Joyner had been involved in college radio, and after graduation, he began his broadcasting career in Montgomery, Alabama immediately upon graduation, and worked at a number of radio stations in the South and Midwest, including stations in Memphis and St. Louis, before moving to Chicago in early 1978.[5] In Chicago, he first worked at WVON, doing the morning show, but left the station after only three months to work at a competitor, WBMX-FM.[6] By late July 1978, however, he had been hired away by Charles Mootry, general manager of station WJPC (AM) (now WNTD). This station, named for “Johnson Publishing Company,” was owned by John H. Johnson, owner of such black magazines as Jet and Ebony. [7]

In 1985, Joyner was simultaneously offered two positions: one for a morning show at KKDA-FM (K104) in Dallas and one for an afternoon show at WGCI-FM in Chicago. Instead of choosing between the two, Joyner chose to take both jobs, and for eight years, he commuted daily by plane between the two cities, earning the nicknames “The Fly Jock” and “The Hardest Working Man in Radio”.[8] He later told Radio Ink magazine that he racked up 7 million frequent flyer miles over the course of his employment at both stations.

In 1994, Joyner was signed by ABC Radio Networks to host a nationally syndicated program, The Tom Joyner Morning Show, featuring Joyner and a team of comedians and commentators reporting and discussing the latest news and sports of the day, and playing popular R&B songs from the 1970s through the 1990s as well as contemporary R&B hits. Also featured are celebrity guests, on-site remotes (called “Sky Shows”), and an on-air soap opera, It’s Your World which is currently not aired. Southwest Airlines is a prominent sponsor of the radio show, especially Joyner’s “Sky Shows,” and free round-trip airfare to any destination that Southwest flies to is a recurring giveaway on his show.

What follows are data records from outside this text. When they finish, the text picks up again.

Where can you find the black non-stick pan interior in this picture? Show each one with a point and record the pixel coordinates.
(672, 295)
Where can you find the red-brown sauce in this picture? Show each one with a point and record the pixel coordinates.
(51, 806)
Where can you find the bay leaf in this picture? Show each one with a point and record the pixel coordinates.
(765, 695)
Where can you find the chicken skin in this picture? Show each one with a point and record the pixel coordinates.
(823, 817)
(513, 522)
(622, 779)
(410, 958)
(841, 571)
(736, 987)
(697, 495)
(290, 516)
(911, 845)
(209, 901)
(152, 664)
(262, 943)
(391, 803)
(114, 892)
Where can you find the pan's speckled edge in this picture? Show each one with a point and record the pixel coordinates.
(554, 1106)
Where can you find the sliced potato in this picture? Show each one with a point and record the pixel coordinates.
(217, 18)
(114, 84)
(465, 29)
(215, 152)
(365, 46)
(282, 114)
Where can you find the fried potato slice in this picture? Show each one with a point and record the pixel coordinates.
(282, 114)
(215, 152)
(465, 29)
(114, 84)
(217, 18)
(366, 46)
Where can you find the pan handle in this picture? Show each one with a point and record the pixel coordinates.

In 2005, a nationally syndicated television show, The Tom Joyner Show, was launched with Joyner as emcee of a one-hour comedy/variety show, combining sketch comedy featuring the Tom Joyner Show Players (his co-hosts from the radio show), talent contests, and musical performances by such artists as Earth, Wind and Fire, Brian McKnight, Kenneth “Babyface” Edmonds and Toni Braxton. The show attracted advertisers such as McDonalds, Chrysler Corporation, WalMart and Southwest Airlines.

While the program achieved top ratings for a weekly syndicated program themed to African American viewers — even taking the number one show position, although it was in a late night time slot — in such markets as New York and Atlanta, affiliates in other markets were reluctant to upgrade the show to prime time for a targeted audience.[citation needed] Without the opportunity to reach a larger audience in earlier time slots and achieve greater revenues, the show had limited ability to offset the residuals and music clearances required by the many performers appearing on the show. Despite award recognition, in May 2006, Joyner decided not to continue due to production costs related to the music variety show concept.[citation needed] Re-runs are shown on TV One cable channel.[9] As for his radio career, Tom Joyner continues to be an influential broadcaster: the TJMS is heard live in over 100 cities, both on-air and via streaming audio, through its syndicator, Reach Media.[10]